Epigenetic inclusions are formed after the crystallization of the host mineral (from Greek “epi-“ after, “genesis” formation). Most frequently, they crystallize in fractures of the host mineral, within the limited space, providing flat crystals and aggregates, very different to well formed syngenetic inclusions. The fracture can be totally filled by epigenetic minerals or it can be healed (sealed) as a result of reprecipitation of the host mineral inside open fractures.

Example of epigenetic pyrite inclusions, forming flat crystals in a fissure inside quartz crystal. Compare these inclusions to euhedric syngenetic pyrite shown in previous section. Field of view 10 mm.


Iron oxides and hydroxides precipitated in a quartz fissure. Field of view 5 mm.


Another way to introduce new inclusions inside already formed crystal is by alteration of previously existing inclusions (protogenetic or syngenetic). A common example is quartz or topaz crystals with needles of syngenetic rutile or amphibole, altered and substituted by secondary iron oxides and hydroxides, forming so called “sageneitic” inclusions. Normally, only the needles that reach the surface of the host crystal are altered, while those completely enclosed in the host crystal conserved intact.

Sagenitic agate with totally altered inclusions, substituted by epigenetic minerals. Field of view 14 mm.


Inclusions formed by exsolution process are also classified as epigenetic. They appear after host crystal growth, as a result of slow cooling. A typical example of exsolution inclusions is rutile “silk” in ruby and sapphire; that in some cases can also cause asterism effect. In this process titanium ions, incorporated in corundum crystal structure as disseminated impurity at high temperature, migrate though the lattice to form individual solid rutile phase.

The orientation of exsolution rutile always corresponds to the symmetry of the crystal structure of the host mineral, forming needles in three directions crossing at 60º in the basal plane of corundum crystals. Other classic examples of exsolution process are the formation of perthites and antiperthites in fieldspar group minerals.
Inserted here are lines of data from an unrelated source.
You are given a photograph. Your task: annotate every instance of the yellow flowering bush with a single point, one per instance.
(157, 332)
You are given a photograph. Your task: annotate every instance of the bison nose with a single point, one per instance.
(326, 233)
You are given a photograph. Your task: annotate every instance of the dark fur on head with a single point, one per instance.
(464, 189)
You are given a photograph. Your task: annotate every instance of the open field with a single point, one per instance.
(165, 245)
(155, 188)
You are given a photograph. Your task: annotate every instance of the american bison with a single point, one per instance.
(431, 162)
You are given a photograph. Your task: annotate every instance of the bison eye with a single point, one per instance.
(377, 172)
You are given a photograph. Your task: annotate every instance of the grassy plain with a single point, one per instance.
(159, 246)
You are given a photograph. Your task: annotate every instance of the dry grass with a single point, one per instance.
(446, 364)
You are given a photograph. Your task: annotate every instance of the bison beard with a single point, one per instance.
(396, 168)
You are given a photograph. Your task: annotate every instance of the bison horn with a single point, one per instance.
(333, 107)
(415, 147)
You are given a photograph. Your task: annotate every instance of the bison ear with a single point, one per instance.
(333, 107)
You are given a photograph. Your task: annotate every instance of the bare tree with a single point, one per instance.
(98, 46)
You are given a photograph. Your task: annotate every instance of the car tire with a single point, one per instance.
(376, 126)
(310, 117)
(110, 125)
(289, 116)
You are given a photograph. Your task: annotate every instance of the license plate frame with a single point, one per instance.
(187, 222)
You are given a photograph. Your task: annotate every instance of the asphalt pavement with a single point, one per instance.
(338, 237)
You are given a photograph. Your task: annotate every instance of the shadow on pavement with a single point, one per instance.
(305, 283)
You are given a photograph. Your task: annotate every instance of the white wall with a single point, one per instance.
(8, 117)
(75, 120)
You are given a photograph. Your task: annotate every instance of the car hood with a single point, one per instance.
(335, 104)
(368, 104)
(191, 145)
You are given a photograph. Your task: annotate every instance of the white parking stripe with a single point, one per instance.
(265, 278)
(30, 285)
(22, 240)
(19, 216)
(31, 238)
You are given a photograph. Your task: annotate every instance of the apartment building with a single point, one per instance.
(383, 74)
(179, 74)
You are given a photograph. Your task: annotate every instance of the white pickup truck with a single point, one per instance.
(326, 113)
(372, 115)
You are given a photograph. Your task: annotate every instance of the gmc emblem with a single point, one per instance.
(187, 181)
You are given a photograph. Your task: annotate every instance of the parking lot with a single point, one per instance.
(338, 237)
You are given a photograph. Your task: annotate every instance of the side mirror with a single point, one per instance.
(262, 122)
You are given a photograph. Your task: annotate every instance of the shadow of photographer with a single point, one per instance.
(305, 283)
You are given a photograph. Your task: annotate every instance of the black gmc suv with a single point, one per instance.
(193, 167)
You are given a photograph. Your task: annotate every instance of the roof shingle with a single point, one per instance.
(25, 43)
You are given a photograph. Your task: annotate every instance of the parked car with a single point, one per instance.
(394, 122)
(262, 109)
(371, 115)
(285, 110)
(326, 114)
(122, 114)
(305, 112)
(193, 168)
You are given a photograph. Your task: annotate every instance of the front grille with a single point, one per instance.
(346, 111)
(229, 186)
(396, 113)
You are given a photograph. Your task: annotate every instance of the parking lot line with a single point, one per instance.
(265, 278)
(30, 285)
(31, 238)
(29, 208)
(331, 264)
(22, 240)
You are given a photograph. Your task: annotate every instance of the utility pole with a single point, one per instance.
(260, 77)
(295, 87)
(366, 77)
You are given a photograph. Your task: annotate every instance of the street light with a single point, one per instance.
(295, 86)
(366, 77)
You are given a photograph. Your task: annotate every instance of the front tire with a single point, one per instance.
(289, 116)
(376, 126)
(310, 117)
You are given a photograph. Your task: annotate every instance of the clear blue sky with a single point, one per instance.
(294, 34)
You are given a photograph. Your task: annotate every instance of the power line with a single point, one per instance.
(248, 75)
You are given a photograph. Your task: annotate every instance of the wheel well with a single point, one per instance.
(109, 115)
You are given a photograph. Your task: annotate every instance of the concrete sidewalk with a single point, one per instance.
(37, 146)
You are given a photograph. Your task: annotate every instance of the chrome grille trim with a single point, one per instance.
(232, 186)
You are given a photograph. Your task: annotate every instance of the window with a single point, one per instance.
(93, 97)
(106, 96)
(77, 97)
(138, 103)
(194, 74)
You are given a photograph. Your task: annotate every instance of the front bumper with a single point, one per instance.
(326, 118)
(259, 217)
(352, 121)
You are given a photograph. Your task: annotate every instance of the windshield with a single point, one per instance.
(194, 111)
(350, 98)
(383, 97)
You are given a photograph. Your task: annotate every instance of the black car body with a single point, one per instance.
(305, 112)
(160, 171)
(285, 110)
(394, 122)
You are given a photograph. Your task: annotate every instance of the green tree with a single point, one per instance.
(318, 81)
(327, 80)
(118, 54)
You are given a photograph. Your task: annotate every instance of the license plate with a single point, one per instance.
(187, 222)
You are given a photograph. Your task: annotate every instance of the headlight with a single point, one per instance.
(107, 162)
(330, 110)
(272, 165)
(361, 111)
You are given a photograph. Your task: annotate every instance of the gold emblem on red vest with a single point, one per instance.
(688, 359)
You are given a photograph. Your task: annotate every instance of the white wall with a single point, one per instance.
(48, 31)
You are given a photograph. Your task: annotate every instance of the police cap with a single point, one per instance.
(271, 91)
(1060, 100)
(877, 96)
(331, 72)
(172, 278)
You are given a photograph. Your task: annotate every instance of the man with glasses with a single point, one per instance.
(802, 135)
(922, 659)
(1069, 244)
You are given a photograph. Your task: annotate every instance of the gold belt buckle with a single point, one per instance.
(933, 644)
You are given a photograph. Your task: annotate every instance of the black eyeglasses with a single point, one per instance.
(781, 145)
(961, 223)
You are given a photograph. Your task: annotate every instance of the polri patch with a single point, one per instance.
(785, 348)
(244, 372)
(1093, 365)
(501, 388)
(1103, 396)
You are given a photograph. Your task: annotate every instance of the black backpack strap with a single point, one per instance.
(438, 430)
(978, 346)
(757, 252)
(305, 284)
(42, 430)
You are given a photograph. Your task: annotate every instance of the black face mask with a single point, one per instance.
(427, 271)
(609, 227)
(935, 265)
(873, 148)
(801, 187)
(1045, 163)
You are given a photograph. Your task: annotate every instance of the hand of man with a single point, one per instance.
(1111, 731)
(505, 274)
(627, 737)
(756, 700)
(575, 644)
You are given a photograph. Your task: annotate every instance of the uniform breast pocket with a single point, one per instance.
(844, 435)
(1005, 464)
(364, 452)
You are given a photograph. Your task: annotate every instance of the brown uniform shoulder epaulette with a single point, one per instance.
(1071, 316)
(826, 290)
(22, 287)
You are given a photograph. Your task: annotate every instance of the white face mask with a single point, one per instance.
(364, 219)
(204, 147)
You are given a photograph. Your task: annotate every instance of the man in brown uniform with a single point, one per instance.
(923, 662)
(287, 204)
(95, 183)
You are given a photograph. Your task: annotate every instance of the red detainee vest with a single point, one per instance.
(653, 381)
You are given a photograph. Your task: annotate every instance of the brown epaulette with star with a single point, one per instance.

Exsolution rutile needles with interference colors in unheated sapphire from Tanzania.
Field of view 5 mm.


Exsolution rutile needles in unheated ruby from Mogok, Burma. Stone length 5 mm.


Not only rutile can form exsolution needles in corundums. In this case boehmite needles can be seen, oriented in three directions parallel to rhombohedron edges, in contrast to exsolution rutile needles lying in the basal plane of the host crystal. Field of view 2 mm.


Some treatments of gemstones generate solid substances in open fractures of gems. Such inclusions can be also classified in the category of epigenetic inclusions, not natural but artificially-produced. Some examples could be glass inclusions in heat treated and fracture filled corundums or diamonds and epoxy in fracture filled emeralds, among others.

Flash effect observed in fracture-filled diamond (Yehuda process or similar). Stone diameter 6 mm.